Blog Editor’s Note: Power grids are not one of the things folks first think of when discussing dependence on GPS. 

And some grid engineers don’t like to admit it. We have heard them say “We don’t need GPS to operate the grid, just to manage it.” – Not sure we want an unmanageable power grid…

Perhaps a more accurate statement is in the 2017 NASPI report quoted in the article. It says not having GPS “…will complicate grid operations by raising false alarms, increasing cost, delaying operational actions, and lowering system efficiency.”

Thinking about Texas last winter, other grid problems we have seen, and future challenges, it is pretty clear America needs to make electrical grids as robust, problem free, and efficient as possible.

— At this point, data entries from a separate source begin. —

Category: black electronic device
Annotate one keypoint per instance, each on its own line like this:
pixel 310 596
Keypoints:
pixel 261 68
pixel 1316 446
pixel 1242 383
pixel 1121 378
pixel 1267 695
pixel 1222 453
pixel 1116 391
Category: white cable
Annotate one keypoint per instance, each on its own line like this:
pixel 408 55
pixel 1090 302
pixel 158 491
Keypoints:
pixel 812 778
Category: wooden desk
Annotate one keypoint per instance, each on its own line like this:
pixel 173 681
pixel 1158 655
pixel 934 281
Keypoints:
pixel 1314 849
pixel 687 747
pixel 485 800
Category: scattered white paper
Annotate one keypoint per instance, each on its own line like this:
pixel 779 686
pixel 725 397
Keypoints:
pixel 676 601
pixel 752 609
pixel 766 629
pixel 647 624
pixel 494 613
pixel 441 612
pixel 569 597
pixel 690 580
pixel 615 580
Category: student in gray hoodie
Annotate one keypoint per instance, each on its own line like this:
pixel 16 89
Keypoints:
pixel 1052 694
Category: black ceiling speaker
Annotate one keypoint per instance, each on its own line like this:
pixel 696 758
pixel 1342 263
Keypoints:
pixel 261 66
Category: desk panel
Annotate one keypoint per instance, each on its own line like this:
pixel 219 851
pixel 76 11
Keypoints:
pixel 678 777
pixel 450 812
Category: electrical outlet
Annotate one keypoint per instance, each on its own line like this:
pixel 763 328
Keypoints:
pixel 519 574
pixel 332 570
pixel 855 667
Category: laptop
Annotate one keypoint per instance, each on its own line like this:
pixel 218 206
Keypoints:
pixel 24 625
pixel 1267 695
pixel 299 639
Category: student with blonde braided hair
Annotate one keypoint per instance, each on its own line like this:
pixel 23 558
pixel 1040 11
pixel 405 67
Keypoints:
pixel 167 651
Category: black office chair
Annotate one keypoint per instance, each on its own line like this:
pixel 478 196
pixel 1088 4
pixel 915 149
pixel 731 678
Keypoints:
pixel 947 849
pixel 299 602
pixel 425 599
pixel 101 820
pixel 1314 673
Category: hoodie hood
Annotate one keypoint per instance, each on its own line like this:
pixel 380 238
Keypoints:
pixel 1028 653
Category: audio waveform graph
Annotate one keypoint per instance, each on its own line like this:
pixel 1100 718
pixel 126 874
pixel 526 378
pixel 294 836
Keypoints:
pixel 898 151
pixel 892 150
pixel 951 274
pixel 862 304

Here is a graphic from a 2013 Mitre Report that shows the many uses of timing in electrical grids. We suspect the number of uses has increased since the report was issued. Click on the image for a copy with footnotes and references.

Full disclosure, the author of the below article works for Microchip, an RNT Foundation corporate supporter.

 

Heading off grid disaster: it’s about time

By Duke Buckner, Microchip Technology

The world’s Global Navigation Satellite System (GNSS) has never been more integral to daily lives than it is now. It is like an invisible utility, as vital as power or water. The position, navigation, and time (PNT) information it provides is crucial to the reliable functioning of critical infrastructure such as energy, telecommunications, transportation, emergency services and financial transaction networks. Yet never has the system been more vulnerable to interference from threats including jamming and an attack called spoofing, when a radio transmitter located near a target receiver feeds it false information.

The sources of spoofing range from malevolent nation-states to delivery drivers who, trying to disguise their location and long lunch breaks from their bosses with do-it-yourself jamming devices, have inadvertently disrupted local air traffic control operations. Governments and the private sector are all rallying around the development and deployment of backup strategies and solutions, but until they are available on a nationwide scale wherever critical infrastructures operate, the industry faces serious challenges. Infrastructure operators have backup generators, but they do not have backup PNT sources. Many of the critical infrastructure operators provide safety-of-life services and demand to be available 100 percent of the time, 24 hours a day, 7 days a week, 365 days a year.